Just then, like an angel from Heaven, one of my besties shows up with her girlie and I beg her to sit beside me and shield me from Library Know-it-All while I run to the concessions and the potty with my shitty smelling daughter.

"You're gonna have to tell me when you need to go potty," I say holding her ass over the far too big toilet bowl, "Because mama doesn't have any fresh under panties or diapers."  "Okay, mama," says Claire with a mischievous look that says your moments are numbered and I'm planning to shit Reeses Pieces all over your shorts.

And then the flick starts.  So far so good.  The killing is manageable.  No poop in my lap.  My two-year old is busying herself with candy.  I'm living the dream.

And then she gets up and starts bugging the people sitting in front of us and threatening her brother for his Sour Patch Kids with a scream as if to say, "Give me the candy, bitch or I'll blow up the place with my shrieking."  And I beg him...give her the freaking candy!!! He reluctantly relents.

Finally, she yells, "Bathroom...I've got to go potty."  And I jump up to go and discover that she only goes a dribble.  We do this dog and pony show another time and then finally, I say, screw this.  I'm waiting with you out in the lobby until this Savannah, Lion Pride shit is done.

Good Lord....she ran into the opening day showing of "Despicable Me," tried to rip the cardboard advertisement for the "Smurfs," and snuck under the bathroom stall door scaring yet another patron.

When it was finally over, I pulled them into the car and thought about screaming but just decided that I would laugh instead and then, I screamed for good measure.  My throat is more on fire...but at least no one died.

Just another day at the movies.

Monday, July 1, 2013

Today, We'll be the Parents

On the drive home from the pool this afternoon, the kids were drinking juice boxes and giggling.

Out of nowhere, Kate (5) matter of factly piped up from the back seat with, "I think we're going to be the parents today and you guys get to be the kids."

Laughing hysterically, I nearly snorted my iced coffee out of my nose and replied, "Beautiful!  Tell me what you're most excited about being the parents."

"Well, we're gonna make you do what we want.  So, you get to take out the trash, vacuum, clean our room, and you have to go to bed when we say like at seven o'clock," retorted Kate.

"And then, we get to stay up as late as we want and play the iPad or watch a movie and when we go to bed, we can close the door and yell, 'BULLS EYE!'" exclaimed Sam (8).

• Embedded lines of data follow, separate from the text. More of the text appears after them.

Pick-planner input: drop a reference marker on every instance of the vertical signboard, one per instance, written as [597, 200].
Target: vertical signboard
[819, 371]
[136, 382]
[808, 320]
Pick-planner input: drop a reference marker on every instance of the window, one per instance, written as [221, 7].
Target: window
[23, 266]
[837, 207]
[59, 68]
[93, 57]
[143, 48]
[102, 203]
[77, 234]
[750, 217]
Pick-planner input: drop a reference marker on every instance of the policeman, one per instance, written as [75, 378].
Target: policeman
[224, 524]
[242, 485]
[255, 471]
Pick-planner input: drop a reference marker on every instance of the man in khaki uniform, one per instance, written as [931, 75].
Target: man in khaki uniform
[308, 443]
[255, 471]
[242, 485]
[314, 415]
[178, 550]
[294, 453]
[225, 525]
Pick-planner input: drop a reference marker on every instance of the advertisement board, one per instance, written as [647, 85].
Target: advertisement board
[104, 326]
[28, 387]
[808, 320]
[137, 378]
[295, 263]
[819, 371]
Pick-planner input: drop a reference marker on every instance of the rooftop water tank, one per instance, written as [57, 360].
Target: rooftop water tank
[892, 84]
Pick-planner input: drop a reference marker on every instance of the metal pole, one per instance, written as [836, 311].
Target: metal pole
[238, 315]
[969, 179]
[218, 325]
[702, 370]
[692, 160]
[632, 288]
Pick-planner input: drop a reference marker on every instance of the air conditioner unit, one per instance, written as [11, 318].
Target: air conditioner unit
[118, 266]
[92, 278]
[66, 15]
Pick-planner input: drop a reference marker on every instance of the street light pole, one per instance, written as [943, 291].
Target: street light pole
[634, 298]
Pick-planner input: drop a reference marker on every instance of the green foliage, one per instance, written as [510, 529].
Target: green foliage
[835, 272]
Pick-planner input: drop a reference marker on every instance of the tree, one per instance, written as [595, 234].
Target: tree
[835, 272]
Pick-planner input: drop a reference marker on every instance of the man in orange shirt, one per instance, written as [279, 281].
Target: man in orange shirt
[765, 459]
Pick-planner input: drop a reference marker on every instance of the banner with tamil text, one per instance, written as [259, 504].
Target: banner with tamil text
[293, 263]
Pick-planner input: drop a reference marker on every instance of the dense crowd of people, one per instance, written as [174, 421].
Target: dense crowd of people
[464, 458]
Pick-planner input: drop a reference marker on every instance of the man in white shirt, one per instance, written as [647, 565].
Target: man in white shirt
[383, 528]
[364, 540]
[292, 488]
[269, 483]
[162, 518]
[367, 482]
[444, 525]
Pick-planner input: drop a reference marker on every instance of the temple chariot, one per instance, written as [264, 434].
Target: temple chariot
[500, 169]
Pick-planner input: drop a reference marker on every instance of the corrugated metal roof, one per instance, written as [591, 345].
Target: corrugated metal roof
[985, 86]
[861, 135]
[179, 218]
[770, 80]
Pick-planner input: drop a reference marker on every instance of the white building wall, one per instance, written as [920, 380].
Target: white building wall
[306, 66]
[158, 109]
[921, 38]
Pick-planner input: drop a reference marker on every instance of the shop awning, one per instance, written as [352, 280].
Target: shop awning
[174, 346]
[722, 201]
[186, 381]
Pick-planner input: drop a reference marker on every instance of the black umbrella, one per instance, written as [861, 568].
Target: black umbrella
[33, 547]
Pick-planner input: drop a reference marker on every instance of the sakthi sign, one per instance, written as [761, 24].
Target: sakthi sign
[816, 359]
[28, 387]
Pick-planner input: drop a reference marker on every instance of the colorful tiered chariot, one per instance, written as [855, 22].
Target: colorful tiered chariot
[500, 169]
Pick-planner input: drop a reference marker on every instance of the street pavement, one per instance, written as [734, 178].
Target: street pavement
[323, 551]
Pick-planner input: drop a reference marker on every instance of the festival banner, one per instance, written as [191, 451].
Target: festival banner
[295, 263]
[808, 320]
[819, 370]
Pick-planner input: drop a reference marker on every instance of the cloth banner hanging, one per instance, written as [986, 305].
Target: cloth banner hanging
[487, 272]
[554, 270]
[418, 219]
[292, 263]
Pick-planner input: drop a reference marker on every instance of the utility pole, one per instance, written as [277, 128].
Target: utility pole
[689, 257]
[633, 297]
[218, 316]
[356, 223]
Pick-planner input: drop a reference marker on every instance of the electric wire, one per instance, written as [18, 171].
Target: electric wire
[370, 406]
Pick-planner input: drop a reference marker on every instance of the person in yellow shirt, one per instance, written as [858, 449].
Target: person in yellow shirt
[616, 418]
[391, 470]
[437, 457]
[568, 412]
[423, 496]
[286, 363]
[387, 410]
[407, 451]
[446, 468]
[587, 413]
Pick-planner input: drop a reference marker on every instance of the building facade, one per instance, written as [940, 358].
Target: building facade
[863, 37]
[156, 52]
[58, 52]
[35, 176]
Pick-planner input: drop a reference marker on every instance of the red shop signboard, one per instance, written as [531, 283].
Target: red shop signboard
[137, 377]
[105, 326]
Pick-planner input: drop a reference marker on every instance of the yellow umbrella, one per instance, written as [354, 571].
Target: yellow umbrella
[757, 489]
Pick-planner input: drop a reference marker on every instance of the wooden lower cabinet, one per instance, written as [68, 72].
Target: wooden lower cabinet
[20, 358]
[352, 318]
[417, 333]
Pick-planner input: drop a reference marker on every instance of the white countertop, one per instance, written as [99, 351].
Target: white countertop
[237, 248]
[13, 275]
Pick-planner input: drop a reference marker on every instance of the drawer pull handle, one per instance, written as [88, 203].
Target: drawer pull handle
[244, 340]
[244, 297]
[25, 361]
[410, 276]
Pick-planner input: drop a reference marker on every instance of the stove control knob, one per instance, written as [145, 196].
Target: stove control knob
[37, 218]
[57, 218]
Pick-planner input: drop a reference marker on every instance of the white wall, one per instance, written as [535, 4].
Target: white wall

What in the Hell is that???? Bulls Eye??? I was scared to ask what that meant. So, I just burst out laughing and said, "You know what I'm most excited about? Having someone change my diapers."

To which the kids snorted apple juice and said, "That's gross, mama!"

"Yeah, but then I wouldn't have to worry about making it to the bathroom, right?  Pretty sweet."

At the end of the car ride, we both decided that it was best to be in the roles that we inhabit, at least for today.

However, I have to say that I desperately miss being a kid...having forced nap time, an entire day to do nothing except go where the wind takes me...now, if they made spiked juice boxes, I might consider time travel.

Until then, I guess I'll stick with being the mama and wiping my own behind.